The similitude of undertones, reverberating from the plot of themes inherent in the panache of writings in this anthology, blatantly bares the African cadaver. More drab and pathetic images of the African continent are what the anthology has succeeded in excavating. A vigilant voyage through the deftness in the stack, one discovers the delineation of Africa as an old hand at dark and awful ventures. Carnivorous cultures, incest, fanatical penury, milieus hostile to pursuance of bliss, etc; all of these, form the frame on which the African picture is moulded. It is left to the reader to decipher which depiction is unblemished or mendacious.

In deciphering Hitting Budapest, one sees a picture of moral decadence plastering the visage of African children whipped by poverty. Thieving is what I mean. Fictionalizing IMF, AU, and SADC as streets; and narrating that, that is where the children have got to steal guavas from; I am tempted to pronounce that there, the mannerism of Africans who seek to migrate in pursuance of greener pastures is captured. Yet, it becomes worse as these children choose to hit these streets to steal and slake their unkillable thirst for guavas. Guavas as used in the story, suggests greenery or satisfaction. While, IMF [International Monetary Fund], AU [African Union], and SADC [Southern African Development Commission] unambiguously imply the seductive establishments Africans especially the pseudo-leaders flee to, to do the thieving and embezzlements. This fictional depiction, in a way, is a sheer mockery of the covetous and materialistic temperaments displayed by some people not only in African but the entire world.

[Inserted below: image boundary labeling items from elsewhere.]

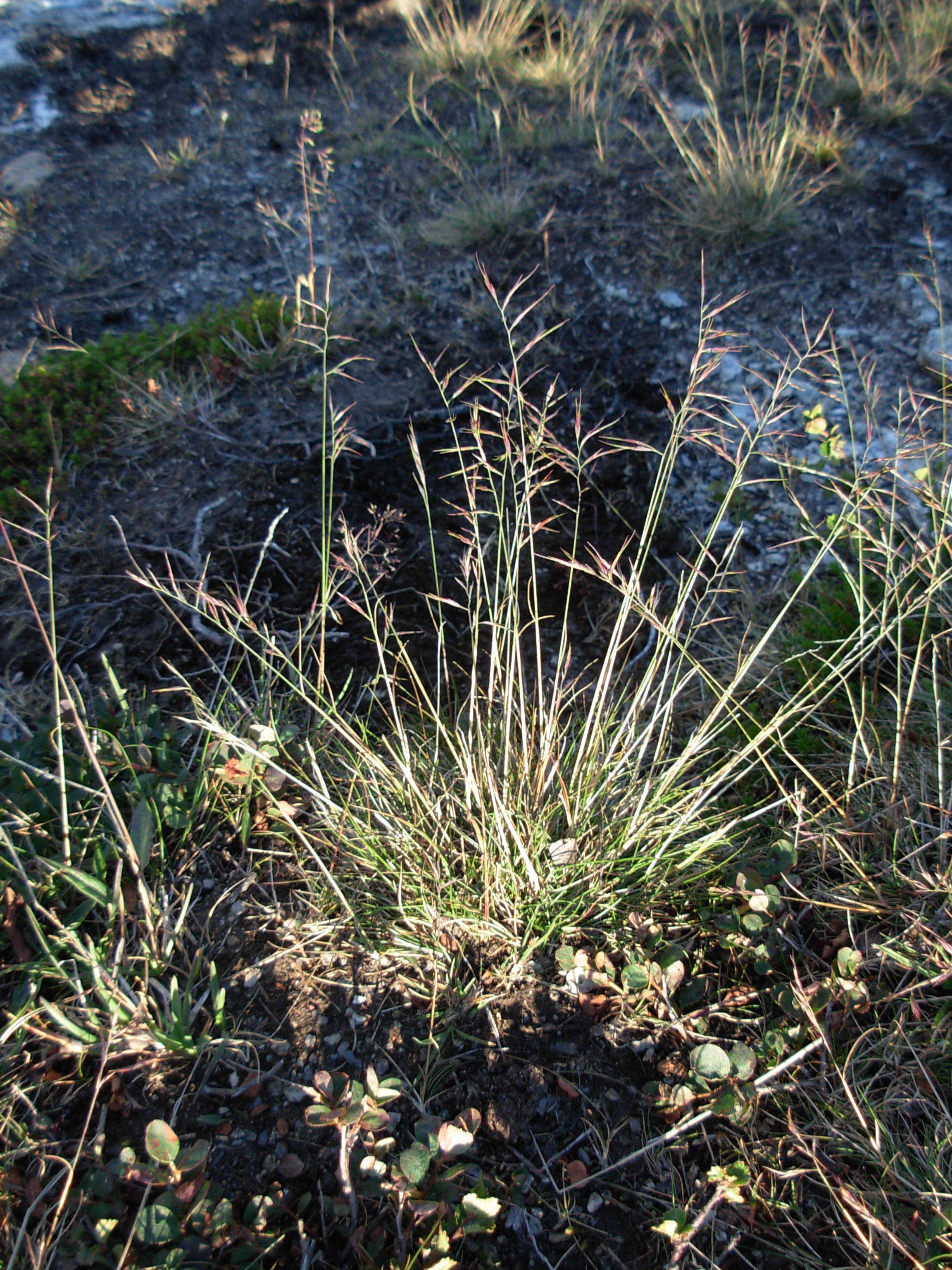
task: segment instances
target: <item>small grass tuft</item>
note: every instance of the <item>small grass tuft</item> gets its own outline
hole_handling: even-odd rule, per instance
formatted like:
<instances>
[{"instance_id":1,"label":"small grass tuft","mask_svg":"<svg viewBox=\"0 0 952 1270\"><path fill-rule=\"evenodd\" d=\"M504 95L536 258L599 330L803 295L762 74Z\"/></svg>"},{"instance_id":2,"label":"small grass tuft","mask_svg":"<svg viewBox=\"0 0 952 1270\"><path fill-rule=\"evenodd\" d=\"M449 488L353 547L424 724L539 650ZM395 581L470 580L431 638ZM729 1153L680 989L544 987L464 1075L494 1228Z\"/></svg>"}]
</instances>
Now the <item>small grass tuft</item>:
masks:
<instances>
[{"instance_id":1,"label":"small grass tuft","mask_svg":"<svg viewBox=\"0 0 952 1270\"><path fill-rule=\"evenodd\" d=\"M809 61L803 65L790 57L786 36L770 37L751 86L743 25L739 50L743 99L736 109L721 100L710 51L704 56L689 48L687 55L704 116L682 122L668 100L649 89L684 165L685 185L673 206L693 232L713 240L763 239L790 230L801 207L824 185L823 175L805 171L798 144L806 127ZM664 157L659 161L666 164Z\"/></svg>"},{"instance_id":2,"label":"small grass tuft","mask_svg":"<svg viewBox=\"0 0 952 1270\"><path fill-rule=\"evenodd\" d=\"M433 246L470 250L512 234L524 224L528 211L523 188L479 190L424 222L420 237Z\"/></svg>"},{"instance_id":3,"label":"small grass tuft","mask_svg":"<svg viewBox=\"0 0 952 1270\"><path fill-rule=\"evenodd\" d=\"M282 338L283 302L273 296L216 309L183 326L104 335L53 351L0 386L0 511L19 509L15 489L36 491L52 465L81 461L121 415L123 390L160 371L185 373L218 358L240 364L250 348ZM287 331L284 331L287 334ZM236 353L237 349L237 353Z\"/></svg>"},{"instance_id":4,"label":"small grass tuft","mask_svg":"<svg viewBox=\"0 0 952 1270\"><path fill-rule=\"evenodd\" d=\"M419 67L428 75L473 77L508 71L526 43L534 0L482 0L475 18L457 0L402 11Z\"/></svg>"}]
</instances>

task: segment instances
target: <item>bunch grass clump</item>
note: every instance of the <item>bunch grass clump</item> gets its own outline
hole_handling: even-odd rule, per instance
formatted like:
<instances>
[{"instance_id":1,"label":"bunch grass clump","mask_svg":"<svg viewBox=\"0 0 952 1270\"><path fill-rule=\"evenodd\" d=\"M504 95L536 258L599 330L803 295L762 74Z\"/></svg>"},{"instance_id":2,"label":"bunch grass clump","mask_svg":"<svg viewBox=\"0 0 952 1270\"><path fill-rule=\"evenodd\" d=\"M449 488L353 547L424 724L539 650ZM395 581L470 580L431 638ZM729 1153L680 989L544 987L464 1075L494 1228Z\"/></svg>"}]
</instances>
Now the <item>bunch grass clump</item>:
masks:
<instances>
[{"instance_id":1,"label":"bunch grass clump","mask_svg":"<svg viewBox=\"0 0 952 1270\"><path fill-rule=\"evenodd\" d=\"M419 67L429 75L501 74L524 47L536 0L481 0L467 18L457 0L404 13Z\"/></svg>"},{"instance_id":2,"label":"bunch grass clump","mask_svg":"<svg viewBox=\"0 0 952 1270\"><path fill-rule=\"evenodd\" d=\"M824 185L806 170L809 95L815 74L810 51L793 58L786 34L768 37L758 55L737 28L741 102L731 108L718 86L724 72L710 41L689 43L685 60L704 105L683 122L659 93L651 102L683 164L683 190L673 199L680 220L712 240L763 239L791 230L801 208Z\"/></svg>"},{"instance_id":3,"label":"bunch grass clump","mask_svg":"<svg viewBox=\"0 0 952 1270\"><path fill-rule=\"evenodd\" d=\"M19 784L0 827L14 950L3 972L0 1080L8 1091L20 1082L28 1100L9 1095L17 1111L5 1119L5 1176L47 1149L29 1111L39 1097L30 1046L58 1045L94 1066L129 1046L178 1054L194 1074L240 1044L228 1035L223 984L197 955L204 936L194 892L170 881L180 847L192 852L226 826L250 859L253 836L265 834L291 861L308 931L425 951L432 1036L437 980L458 961L451 949L487 939L508 949L514 970L557 947L560 969L599 975L603 1001L611 992L647 1034L668 1033L671 1020L689 1029L691 1074L675 1088L645 1086L645 1096L669 1120L708 1100L702 1119L717 1115L732 1146L710 1175L708 1206L685 1182L687 1199L655 1227L673 1255L693 1246L718 1203L749 1198L782 1238L806 1231L821 1240L826 1264L889 1252L941 1262L952 1151L939 1085L952 973L947 439L929 428L928 403L900 403L895 451L883 458L873 450L875 394L850 400L825 331L777 367L746 422L711 391L731 340L724 310L704 309L685 395L671 406L668 441L650 455L644 518L604 559L583 542L581 507L599 455L632 443L585 431L581 410L570 413L556 385L532 373L547 331L523 334L538 314L538 300L520 301L524 283L503 296L484 281L506 367L462 376L429 367L456 479L454 570L444 569L430 476L409 437L430 526L428 638L409 634L395 610L374 564L373 526L353 527L335 499L347 420L329 385L343 366L331 359L330 297L314 277L298 283L296 330L324 390L320 587L296 629L274 625L255 601L274 526L240 594L135 566L151 602L217 630L211 652L199 644L211 688L180 676L173 726L114 683L116 718L91 720L57 663L51 519L46 505L36 509L47 575L20 577L58 704L29 753L6 759ZM802 437L788 406L791 381L811 373L839 376L848 406L821 469L797 457ZM659 570L671 476L694 447L724 465L720 505L693 550ZM750 481L764 480L764 464L797 511L800 561L790 585L750 618L737 596L743 535L725 540L718 526ZM811 519L801 498L807 476L836 495L838 514ZM8 551L15 565L11 541ZM604 643L589 655L575 621L583 579L613 602ZM338 682L326 645L343 622L366 632L373 665ZM823 743L805 745L805 732ZM183 775L169 801L162 790L176 763ZM663 921L680 932L677 941ZM448 926L449 945L439 940ZM625 945L621 974L594 940L611 942L612 958ZM703 1005L715 980L729 1010ZM594 1002L588 1007L603 1008ZM724 1019L746 1038L729 1049L720 1033L706 1035ZM447 1067L440 1043L428 1044L414 1095L421 1113ZM758 1063L787 1071L820 1055L810 1080L750 1082ZM401 1224L402 1208L378 1205L387 1195L429 1204L453 1179L459 1206L440 1220L454 1237L491 1233L503 1200L489 1171L463 1194L447 1158L449 1142L470 1148L479 1116L447 1121L442 1138L435 1126L426 1135L423 1118L418 1146L388 1160L395 1139L377 1138L390 1123L381 1104L397 1096L399 1081L372 1069L366 1081L315 1076L308 1123L338 1135L340 1196L320 1218L302 1199L298 1237L326 1243L330 1231L343 1247L362 1238L362 1213L372 1210L374 1229L405 1261L425 1236ZM98 1093L99 1085L90 1107ZM358 1139L367 1160L359 1176L372 1173L359 1191L349 1167ZM162 1179L201 1172L203 1149L188 1156L179 1146L171 1124L152 1121L152 1163L119 1158L102 1185L127 1194L156 1162ZM793 1177L786 1163L795 1148ZM613 1152L611 1132L599 1153L599 1179L628 1158ZM36 1223L28 1214L11 1233L17 1255L28 1250L42 1270L72 1246L70 1214L86 1212L74 1190L85 1160L103 1167L88 1129L51 1167L47 1215ZM807 1182L811 1206L795 1190ZM159 1246L194 1237L237 1248L254 1234L263 1255L265 1223L255 1214L283 1213L286 1194L256 1196L244 1226L230 1206L220 1213L225 1200L213 1194L213 1210L192 1190L176 1203L154 1200L161 1212L143 1199L152 1224L136 1234L131 1222L127 1238L137 1250L152 1236Z\"/></svg>"},{"instance_id":4,"label":"bunch grass clump","mask_svg":"<svg viewBox=\"0 0 952 1270\"><path fill-rule=\"evenodd\" d=\"M820 11L821 27L834 47L834 56L824 57L834 93L857 100L873 122L909 116L924 95L948 84L948 0L871 6L834 0Z\"/></svg>"},{"instance_id":5,"label":"bunch grass clump","mask_svg":"<svg viewBox=\"0 0 952 1270\"><path fill-rule=\"evenodd\" d=\"M17 488L37 493L51 464L58 475L100 442L129 389L212 358L239 363L236 343L261 349L287 338L282 315L282 302L263 296L232 310L209 310L182 326L104 335L83 345L57 342L15 384L0 386L0 511L10 514L19 507Z\"/></svg>"}]
</instances>

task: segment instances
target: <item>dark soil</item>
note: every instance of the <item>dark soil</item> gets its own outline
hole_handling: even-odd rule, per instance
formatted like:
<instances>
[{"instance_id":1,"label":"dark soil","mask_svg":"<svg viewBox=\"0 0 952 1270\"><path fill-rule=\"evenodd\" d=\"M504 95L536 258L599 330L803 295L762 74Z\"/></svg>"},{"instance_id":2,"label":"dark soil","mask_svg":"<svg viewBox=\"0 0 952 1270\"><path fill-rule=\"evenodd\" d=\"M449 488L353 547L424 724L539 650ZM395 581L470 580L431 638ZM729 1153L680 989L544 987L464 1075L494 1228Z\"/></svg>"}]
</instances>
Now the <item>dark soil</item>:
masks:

Also in Child of a Hyena; No Blood, No Slaves; Twinkle, Twinkle, Little Pastor; Afritude; The Menagerie of the Accused; are buried multiple undercurrents of pique towards anomalous trends. And this core spirit inbuilt in the collection has succeeded in fortifying the anthology.

As noisy as the undertones sound, over-crowding the intrigues in the spellbinding stories, one is tempted to interrogate or prosecute the perceptions affixed to Africa as a continent as well as the position of the literary enterprise. Shouldn't a segment of literature be given to the task of mirroring the ills of a society and as such mending the hostile and common perception about that society? Then; why the merciless crucification of Africa, as flaunted in To See the Mountain and not any single attempt to inject optimism or hope for a healthier Africa? While devotion to utopian writing would not defile literature, I think African writers can detach a large flesh of dystopian writing so as to set in motion a process of painting other friendly and lovely sections of the African continent, without blinding their eyes to a dysfunctional society.

Aside from the denominating of Africa as a deadly shore where the brightest of suns rain darkness, a reader is entertained with the breezy and glittery sharpness surrounding the collection. As a victory, To See the Mountain and other stories has unarguably demonstrated the diversification of literary skills, cultures, artistic acuities, etc; though the conformation, by the un-premeditated submissions of the writers to stereotypingis demeaning to the continent's sanguinity. Nonetheless, we await the flames and dishes from the Caine Prize 2012 shortlist plus the 2012 anthology, to heat up more polemics and sate the diverse bubbling thirsts of the literati respectively.

***
DAVID ISHAYA OSU was born on 27th October 1991; and he hails from Nasarawa State, Nigeria. He writes poetry regularly, some of which have appeared in several National Dailies, and e-journals. He won an Honourable Mention for a National Poetry competition in honour of Prof Remi Raji at 50. Aside poetry, he dabbles into short story writing; and he is as well, a Broadcast and Journalism Enthusiast. David is currently a student of Department of Urban and Regional Planning, Federal University of Technology Minna, Niger State.